La despertó el olor que venía del living. Metió los pies debajo de la cama buscando las chinelas, se puso el saco que había dejado en la silla la noche anterior y se levantó entredormida. Mientras caminaba pensó: «Ya sé qué este olor. Es el que sentí tras la inundación. El mismo que impregnó muebles de cuero, y los volvió inutilizable. Ese que volvió el aire pesado y extraño, que me hizo sentir que las paredes caían sobre mis espaldas. Un olor fresco, marino, penetrable, que ahoga».
Ahora estaba allí, en el living de su casa de Montevideo. Prendió la luz de la habitación y abrió la ventana. La luna llena se reflejaba en los lagos del Parque Rodó.
Se sentó en el sofá, respiró profundo el aire salado que venía de la rambla y recordó aquel día. La conversación que mantuvo con su madre cuando se enteró de la tragedia y las horas largas que tardó en llegar a La Plata.
Después la ciudad inundada. La angustia de su gente, el terror marcado en las caras, como «El grito» de Munch.
Su casa de la niñez tapada por el agua; sus recuerdos mojados. Cajas y más cajas guardando lo poco que se pudo recuperar: las fotos de la bisabuela, los libros, algunos de sus juguetes más queridos, como el rinoceronte de chifle, alguna muñeca y el elástico con el que saltaba en la escuela a la hora del recreo.

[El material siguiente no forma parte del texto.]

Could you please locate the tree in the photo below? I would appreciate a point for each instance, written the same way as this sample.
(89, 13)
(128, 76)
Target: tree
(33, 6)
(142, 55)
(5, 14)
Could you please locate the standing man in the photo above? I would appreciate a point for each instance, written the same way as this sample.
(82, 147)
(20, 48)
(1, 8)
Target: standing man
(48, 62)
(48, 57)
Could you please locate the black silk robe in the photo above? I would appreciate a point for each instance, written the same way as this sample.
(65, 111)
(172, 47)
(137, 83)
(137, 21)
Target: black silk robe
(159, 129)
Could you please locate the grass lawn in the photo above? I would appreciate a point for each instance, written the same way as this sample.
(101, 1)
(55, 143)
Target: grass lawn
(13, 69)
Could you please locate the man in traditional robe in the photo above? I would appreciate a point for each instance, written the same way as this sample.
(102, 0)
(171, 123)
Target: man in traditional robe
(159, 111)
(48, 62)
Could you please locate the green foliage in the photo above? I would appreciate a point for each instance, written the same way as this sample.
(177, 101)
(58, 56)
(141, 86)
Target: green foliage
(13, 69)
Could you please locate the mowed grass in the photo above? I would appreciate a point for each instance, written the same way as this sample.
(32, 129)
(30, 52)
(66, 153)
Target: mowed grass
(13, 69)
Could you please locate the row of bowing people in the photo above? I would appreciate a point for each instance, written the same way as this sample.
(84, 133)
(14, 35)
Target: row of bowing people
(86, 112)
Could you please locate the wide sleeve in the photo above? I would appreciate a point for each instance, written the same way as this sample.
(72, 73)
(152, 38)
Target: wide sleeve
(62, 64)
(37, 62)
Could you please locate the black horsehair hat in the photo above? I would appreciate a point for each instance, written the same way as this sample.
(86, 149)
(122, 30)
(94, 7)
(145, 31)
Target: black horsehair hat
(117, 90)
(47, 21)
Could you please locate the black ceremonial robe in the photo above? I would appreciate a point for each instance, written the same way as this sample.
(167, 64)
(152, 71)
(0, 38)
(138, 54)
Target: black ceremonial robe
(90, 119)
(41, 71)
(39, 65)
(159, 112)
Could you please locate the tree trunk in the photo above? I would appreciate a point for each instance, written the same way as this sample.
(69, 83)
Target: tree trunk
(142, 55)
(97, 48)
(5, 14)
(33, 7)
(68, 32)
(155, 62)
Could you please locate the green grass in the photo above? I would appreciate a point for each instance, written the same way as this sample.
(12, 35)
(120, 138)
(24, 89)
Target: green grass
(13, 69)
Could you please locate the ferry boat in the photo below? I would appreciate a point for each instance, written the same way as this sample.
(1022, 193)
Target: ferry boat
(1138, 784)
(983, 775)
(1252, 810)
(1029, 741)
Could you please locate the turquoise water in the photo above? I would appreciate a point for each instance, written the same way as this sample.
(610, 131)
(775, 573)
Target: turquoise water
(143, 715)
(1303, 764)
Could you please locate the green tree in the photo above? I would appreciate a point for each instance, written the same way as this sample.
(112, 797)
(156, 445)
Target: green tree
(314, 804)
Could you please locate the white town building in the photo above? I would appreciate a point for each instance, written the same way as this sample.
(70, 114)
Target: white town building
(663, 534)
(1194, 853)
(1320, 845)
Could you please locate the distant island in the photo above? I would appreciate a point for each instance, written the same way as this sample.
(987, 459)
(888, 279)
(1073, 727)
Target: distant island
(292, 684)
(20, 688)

Sintió frío, cerró la ventana y se sirvió una grapamiel. En la radio sonaba «Release» de Pearl Jam. Cerró los ojos e intentó poner la mente en blanco para volver a pensar en sus proyectos, la edición de su último libro, el próximo viaje a Barcelona.
Cuando se despertó eran las seis. Todavía le quedaba una hora para dormir. Volvió a calzarse las chinelas y caminó hasta el cuarto. Se metió en la cama, acomodó el doblez de la sábana y se acercó a su compañero. Se durmió pensando que lo mejor de la vida es amar muchas veces.